カリーナお姉ちゃんが落ち着いて試験に挑める様にして下さい
それと皇女様の出港が、何時になるか分かりません。
先程お会いした時は、船の修理に少々かかると言っておりました。
直れば直ぐにでも出港したいでと思います。
移動はどうしますか?
国交はありませんが、貿易を始めたいのであれば、私がいたほうがいいと思います。
皇女様をこちらの都合で待たせるはよくないですよ」
「それもあったな。それも含めて確認する」
「お願いします。行かない一択で」
「よくそこまで頭が回るわねぇ」
お母さんが言ってきた。
「そうですか? 状況をみればわかると思うのですが
国に報告して出発の1週間前迄に返事が無ければ承認されたと一緒ですよ」
「どうして、1週間前なの?」
「皇女様との調整が必要になるからですよ。
それでも来いと言うなら500tの船を350mの移動で傷1つも付けず、積み荷を壊さない人を1人寄越して下さいと言えば良いのでは?」
「セリカ以外にそんな人間何処にいるんだ」
「知りません。王都の人が考える事です。
何を言われても「全て報告しています」と言えばいいのですよ、対応しない人が悪いのですから」
「セリカは国王陛下を、どの様に思っているんだ」
「自分や家族の事を後回しにして自ら望んで全てを国や国民に捧げている人。
公正公明で確実な判断が出来る人」
「わかった、この話は止めよう。
それで今日皇女様に会ったのだな」
「クオンさんの店に行った帰りにお会いしました。
船の修理の間に出店するそうです」
「それで、何時が開店何だ?」
「明日開店予定と聞いています。
小豆5kgを予約してきました」
「何を売るか聞いたのかい?」
「少々の食品と、小物だと聞いています」
「サツキがつけていたの物があるって事?」
カリーナお姉ちゃんが入ってきた。
「多分あると思うよ」
「明日一緒に行こう」
「私も行く」
コロナお姉ちゃんが参加希望。
「私も行こうかしら」
お母さんも参加希望。
「皆で行こう。
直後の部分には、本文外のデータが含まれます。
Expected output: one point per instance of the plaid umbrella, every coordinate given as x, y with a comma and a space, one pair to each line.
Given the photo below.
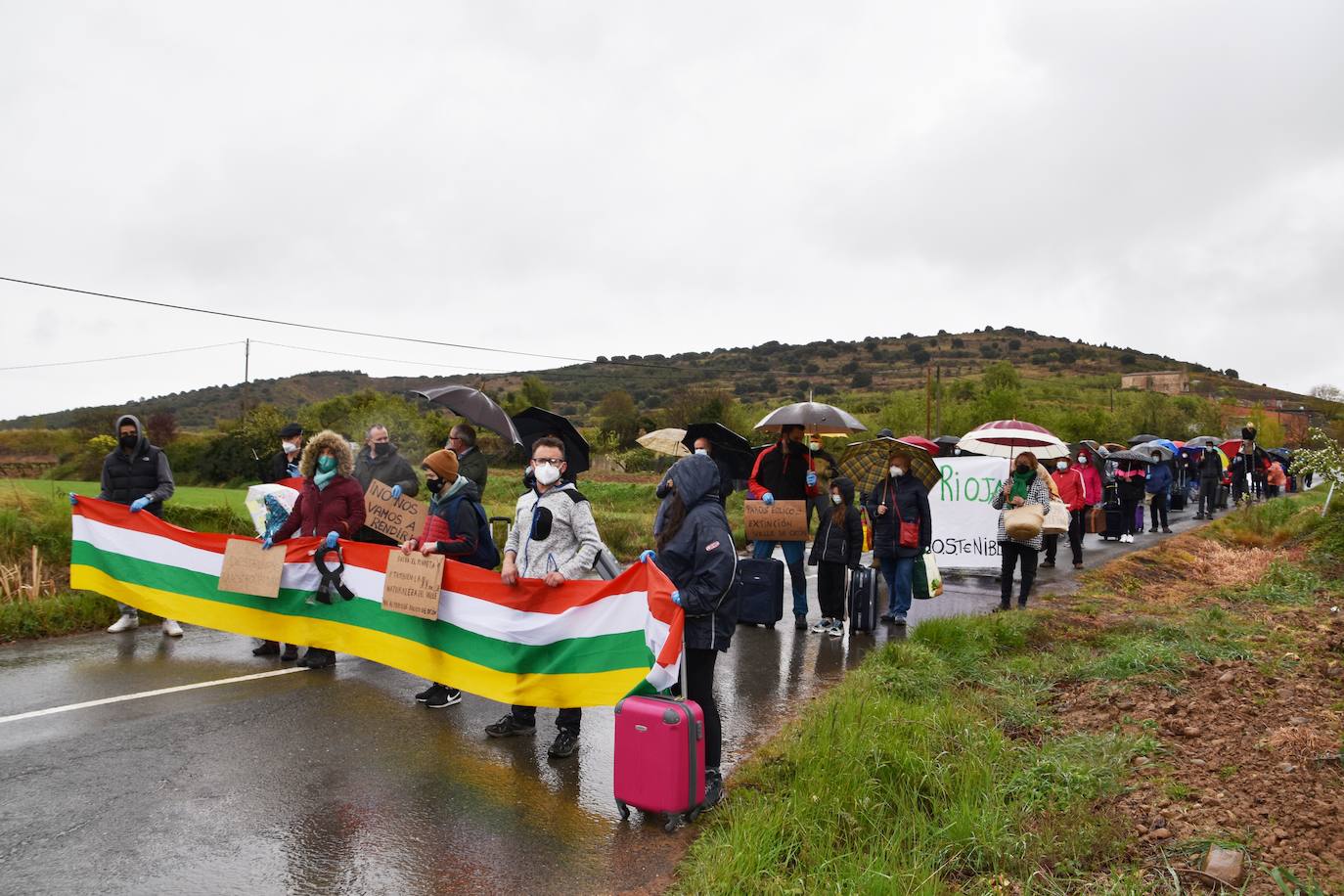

確認しないといけないから」
お父さんまでも参加希望となりました。
「魔法学園の試験は何があるのですか?」
「筆記と実技の2つで筆記が計算、魔法学、歴史で実技が得意な魔法の発動と属性検査、剣術だね」
「魔法学と言うのは何ですか?」
「呪文や属性魔法の記述等かな」
「基礎の基礎という感じですか?」
「そう思ってもらえればいいよ」
話をしながら昼食をとりました。
◆
王都では。
「ホーデン家には全員来る様にしたのだな?」
この国の王が言った。
「その様に手配しております」
王の補助を務める宰相が言った。
「あの様な才能はこちらに取り込みたい。
ルバスの寄子ならば親王派である。
こちらの話は通るだろう。
それと報告書に書いてあった他の大陸からきた皇女と言うのは本当なのか?」
「本当に皇女と言うのはわかりませんが50m以上の長さがある船は確認されております。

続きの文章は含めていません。